(September 22nd, 14:30/16:30 CET)
Background and focus:
The aim of this webinar is to shed light on the main barriers hindering women’s access to WBL programmes around the world – especially in male-dominated sectors – as well as to present some possible solutions that could address this challenge. The presentation will focus in particular on the types of interventions that can be promoted by schools and training institutes to guarantee better and wider access to WBL for young girls and women.
In 2015, all the 193 UN member states which signed up to the 2030 Agenda have committed themselves to promote and provide equal and inclusive education and lifelong learning for all by 2030 (SDG4). Target 4.3 specifically addresses the importance of guaranteeing equal access for all women and men to affordable and quality technical, vocational and tertiary education. In many countries, a key component of vocational education programmes is represented by work-based learning, which may vary its nature and extent from one context to another. WBL represents a valuable way to facilitate the school-to-work transition and reduce unemployment, provide learners with valuable, in-demand technical skills which can lead to higher productivity and, consequently, to higher economic growth.
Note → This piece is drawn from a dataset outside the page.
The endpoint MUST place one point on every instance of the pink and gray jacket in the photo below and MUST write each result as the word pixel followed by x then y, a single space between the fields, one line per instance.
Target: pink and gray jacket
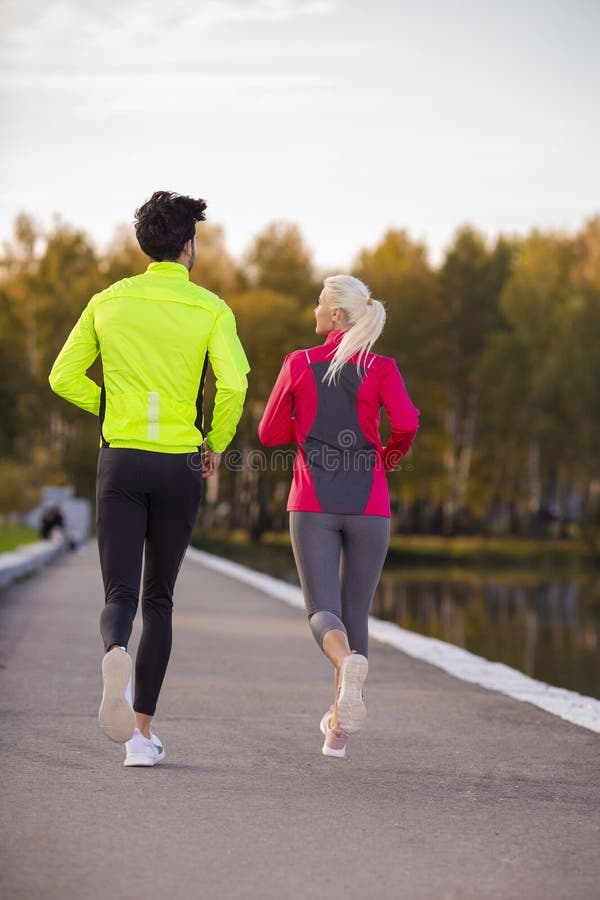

However, much still needs to be done to ensure that these benefits are enjoyed equally by men and women. Indeed, evidence shows that, in almost every geographical area, women continue to face specific constraints limiting their access and retention in WBL programmes, and that they continue to be mainly concentrated in traditionally female sectors. This can have major consequences on them since these sectors tend to be lower paid and offer weaker opportunities for career progression.
What can be done to promote more females in WBL?
During the event, experts answered this question by examining some of the main solutions identified to tackle this issue. Two case studies from different geographical contexts (Albania, Angola) were presented as examples of good practices that have been successful in increasing women’s participation in WBL programmes.
Q&A sessions will be reserved to offer participants the opportunity to reflect, discuss and share knowledge and experience on the topic.